Journaliste depuis 20 ans, Karzan, 42 ans, est né au Kurdistan Irakien, région autonome rattachée à l’Irak. Pour s’être intéressé de trop près au clan Barzani dirigeant le Kurdistan Irakien, il a dû fuir le pays où sa vie était menacée. Résident en France, Karzan est aujourd’hui un des 14 résidents de la Maison des journalistes (MDJ). Portrait.

  •  Ange Fabre, étudiant en droit et science politique, stagiaire à L’oeil de la  Maison des journalistes. 

“Les Kurdes sont un peuple différent des turcs, des arabes et des perses. C’est une autre ethnie, différente.” explique Karzan à propos des Kurdes. “Nous avons deux dialectes, le kurmandji, parlé par les Kurdes syriens et turcs. En Irak et Iran, les Kurdes parlent soranî”, ajoute-il. Il explique que les Kurdes sont éparpillés sur quatre États : la Syrie, la Turquie, l’Irak et l’Iran. Selon lui, la population kurde compte environ trente millions de personnes, chiffre inférieur aux 44 millions officiels. Au moment de présenter les villes du Kurdistan Irakien telles Erbil, la capitale et Souleimaniye une autre grande ville, il s’arrête sur Halabja et n’oublie pas d’évoquer un douloureux épisode historique. Halabja, a été bombardée chimiquement parle gouvernement irakien en 1988, ce fût un génocide pour nous, comme un second Hiroshima.”

Karzan entame sa carrière de journaliste en 2000, en tant que reporter-photographe à Erbil, capitale du Kurdistan, puis à Bagdad de 2003 à 2005 où il est témoin de la guerre en Irak, puis de la violence d’Al-Qaïda. De 2005 à 2007 il est envoyé à Kirkouk, au nord de l’Irak. Sa maîtrise des dialectes kurdes et arabe lui est un atout précieux.
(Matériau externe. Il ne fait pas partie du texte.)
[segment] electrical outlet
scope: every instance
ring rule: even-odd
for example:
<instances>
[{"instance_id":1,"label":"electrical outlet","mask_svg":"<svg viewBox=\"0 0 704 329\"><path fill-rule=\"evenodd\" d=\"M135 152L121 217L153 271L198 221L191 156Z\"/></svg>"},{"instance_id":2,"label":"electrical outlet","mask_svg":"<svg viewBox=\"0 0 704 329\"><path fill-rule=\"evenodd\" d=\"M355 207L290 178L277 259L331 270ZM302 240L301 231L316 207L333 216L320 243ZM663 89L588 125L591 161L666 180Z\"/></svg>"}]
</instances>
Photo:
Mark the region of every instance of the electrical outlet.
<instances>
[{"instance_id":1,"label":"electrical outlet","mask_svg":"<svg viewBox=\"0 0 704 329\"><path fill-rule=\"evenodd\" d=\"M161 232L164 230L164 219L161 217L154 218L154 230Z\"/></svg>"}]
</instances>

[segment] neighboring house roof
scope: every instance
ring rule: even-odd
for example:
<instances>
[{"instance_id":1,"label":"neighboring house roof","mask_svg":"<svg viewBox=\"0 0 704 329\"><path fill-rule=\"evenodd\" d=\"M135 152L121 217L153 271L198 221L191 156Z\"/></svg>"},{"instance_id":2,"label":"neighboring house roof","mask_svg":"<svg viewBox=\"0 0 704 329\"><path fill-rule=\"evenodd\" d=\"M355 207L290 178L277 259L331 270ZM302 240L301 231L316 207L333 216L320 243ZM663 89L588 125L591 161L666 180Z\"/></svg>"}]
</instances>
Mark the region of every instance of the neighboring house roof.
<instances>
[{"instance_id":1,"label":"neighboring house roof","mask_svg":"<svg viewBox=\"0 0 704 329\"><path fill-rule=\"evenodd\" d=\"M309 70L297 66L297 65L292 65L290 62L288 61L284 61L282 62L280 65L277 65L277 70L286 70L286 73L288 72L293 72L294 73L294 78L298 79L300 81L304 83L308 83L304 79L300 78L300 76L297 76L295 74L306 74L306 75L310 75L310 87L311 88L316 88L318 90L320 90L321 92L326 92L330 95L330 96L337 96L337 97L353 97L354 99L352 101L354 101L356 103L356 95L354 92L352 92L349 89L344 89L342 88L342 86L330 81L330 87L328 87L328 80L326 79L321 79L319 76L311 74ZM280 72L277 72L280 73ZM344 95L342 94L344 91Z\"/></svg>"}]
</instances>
Pourtant rien ne le destinait à devenir journaliste. “C’est bizarre (rire). Avant d’être journaliste,  ce que j’aimais beaucoup c’étaient les livres. A 20 ans j’ai suivi une formation de six mois pour devenir chercheur en économie, sociologie, science politique.  À la fin de cette formation, un étudiant, Hendren Ahmed, qui travaillait dans un journal, m’a contacté et proposé de venir travailler avec lui. Je ne connaissais rien au journalisme et avais un problème avec l’écriture.  Il m’a dit “c’est facile on va t’aider.” Cet ami et collègue, Hendren Ahmed, journaliste réputé, est secrétaire du Conseil du Syndicat de la Presse du Kurdistan. “ Tout le monde l’appelait “boss”, mais il disait “ Je ne suis pas votre boss, je suis votre collègue !”, on l’appelait comme ça quand même”. La vocation de Karzan a débuté par cette amitié. Il affectionne alors particulièrement le métier de reporter, entre l’Irak et la province du Kurdistan.  “Après trois ans, ils voulaient mon aide au bureau. Mais je préférais être reporter. De plus, j’avais acquis de bonnes connexions avec des hommes politiques.”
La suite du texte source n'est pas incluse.